Wenn ich bei diesem Film Aussagen wie "verstanden" oder "nicht verstanden" lesen darf, dann zweifle ich. Insbesondere über die, die sich über diejenigen zu erheben scheinen, die diesen Streifen nicht verstanden haben.
Wieso? Hm. Inland Empire, und das ist meine feste Überzeugung, entzieht sich bewusst und beabsichtigt jedem kognitiven Zugang. Ich schätze Lynch sehr - allerdings ohne ihn kultisch zu verehren. Dennoch ist Lost Highway einer meiner absoluten Lieblingsfilme, dennoch schätze ich die eigene Ästhetik des letztlich etwas kitschigen "Dune", dennoch mag ich das Verwirrspiel um Traum und Wirklichkeit in Mulholland Drive - ich mag die ruhigen Momente im Elefantenmenschen und in the Straight Story - aber bei Inland Empire versagt jeder Versuch, sich diesem Film auf irgendeine konventionelle Ebene zu nähern. Es scheitert sogar der Versuch, sich Inland Empire auf Lynch-typischem Wege zu nähern. Man kann diesen Film nicht verstehen -es gibt schlichtweg nichts zu verstehen.

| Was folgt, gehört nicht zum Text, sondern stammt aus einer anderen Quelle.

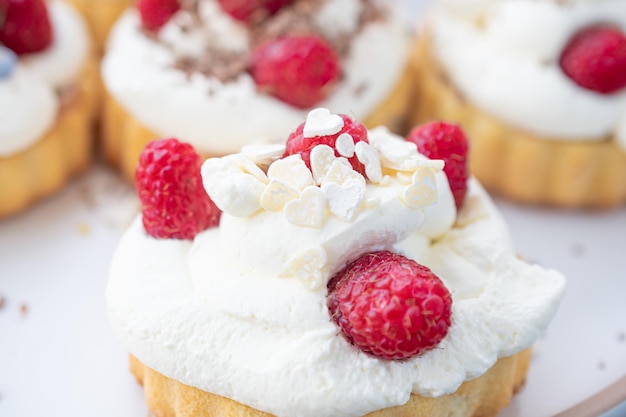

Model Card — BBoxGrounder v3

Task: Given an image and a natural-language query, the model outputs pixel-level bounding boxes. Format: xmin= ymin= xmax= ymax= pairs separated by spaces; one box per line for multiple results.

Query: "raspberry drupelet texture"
xmin=283 ymin=114 xmax=368 ymax=176
xmin=327 ymin=251 xmax=452 ymax=360
xmin=218 ymin=0 xmax=293 ymax=22
xmin=137 ymin=0 xmax=180 ymax=31
xmin=135 ymin=139 xmax=221 ymax=239
xmin=0 ymin=0 xmax=54 ymax=55
xmin=560 ymin=26 xmax=626 ymax=94
xmin=249 ymin=36 xmax=340 ymax=109
xmin=406 ymin=121 xmax=469 ymax=209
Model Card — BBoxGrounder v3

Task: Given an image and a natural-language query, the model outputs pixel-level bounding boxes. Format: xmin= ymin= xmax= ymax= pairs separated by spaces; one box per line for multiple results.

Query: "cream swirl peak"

Inland Empire ist ein Panoptikum Lynchs, ein audiovisuelles Meisterwerk - einmal mehr. Postmoderner Cineasmus. Helden, Charaktere, Handlungen - gibt es hier schlichtweg nicht mehr. Jaja, die alternde Schauspielerin die eine Rolle in einem Film bekommt, der sich als geheim gehaltenes Remake offenbart - aber das ist als Handlungsfaden derart dünn, dass es nicht für einen 30 Minütigen Kurzfilm reichen würde - und für einen drei Stunden langen Kinofilm mit Überlänge schon mal gar nicht.
Für jeden, der schon mit den vergleichsweise verständlichen und geradewegs direkt zugänglichen Lost Highway oder Mulholland Drive Schwierigkeiten hatte, ist dieser Film hier vollkommen ungeeignet. Inland Empire entstand ohne Drehbuch - und das verwundert kaum. Atmosphärische Schnippsel werden aneinandergereiht und schaffen es, den Zuschauer ins Universum Lynchs zu ziehen - oder in nie zuvor erlebter Art und Weise zu nerven und zu langweilen. Ich bin durchaus jemand, der Spaß daran hat, einen roten Faden in Filmen zu suchen, ich puzzle gerne cineatisch, suche Bilder und Hinweise, wie man einzelne Szenen zusammenfügen kann, damit sie Sinn ergeben - allein bei Inland Empire bleibt dieser Sinn verborgen, egal, wie sehr man sich müht. Und solange, bis mir niemand eine in sich schlüssige Interpretation dieses Werks vorlegen kann, werde ich von dieser Behauptung keinen Millimeter abrücken. Wer behauptet, in Inland Empire einen roten Handlungsstrang zu erkennen blufft um sich selbst pseudointellektuell zu profilieren.
Nichtsdestotrotz liefert IE die altbekannten Stärken Lynchs - es sind Szenen, die den Zuschauer, der sich auf diesen Wahnsinn einlässt, gefangen nehmen können und faszinieren. Nur : Ein Spielfilm ist das nicht mehr.
Dementsprechend schwer fällt mir die Bewertung. Am liebsten hätte ich mich einer Bewertung enthalten. 5 Sterne für die immer wieder funktionierenden Stilmittel Lynchs - aber 0 Punkte unter der Prämisse, dass hier irgendwas inhaltliches vermittelt werden sollte. Somit werte ich mal etwas ratlos 3 Sterne - auch wenn drei Sterne einen durchschnittlichen Film suggerieren. Durchschnittlich ist an Inland Empire wahrlich nichts. Ich weiß nur nicht, ob ich das ganze lieben oder fassungslos verspotten soll. Es ist irgendwas von beiden Extremen in mir.
Sollte eines Tages eine Special Edition mit umfangreichen Audiokommentar Lynchs erscheinen, ich werde sie mir ohne mit der Wimper zu zucken zulegen. Und wer weiß, vielleicht würde ich hinterher tatsächlich aufwerten. So bleibt nur ein extrem diffuser Eindruck nach einem selbst für Lynchverhältnisse außergewöhnlich konfusem Streifen.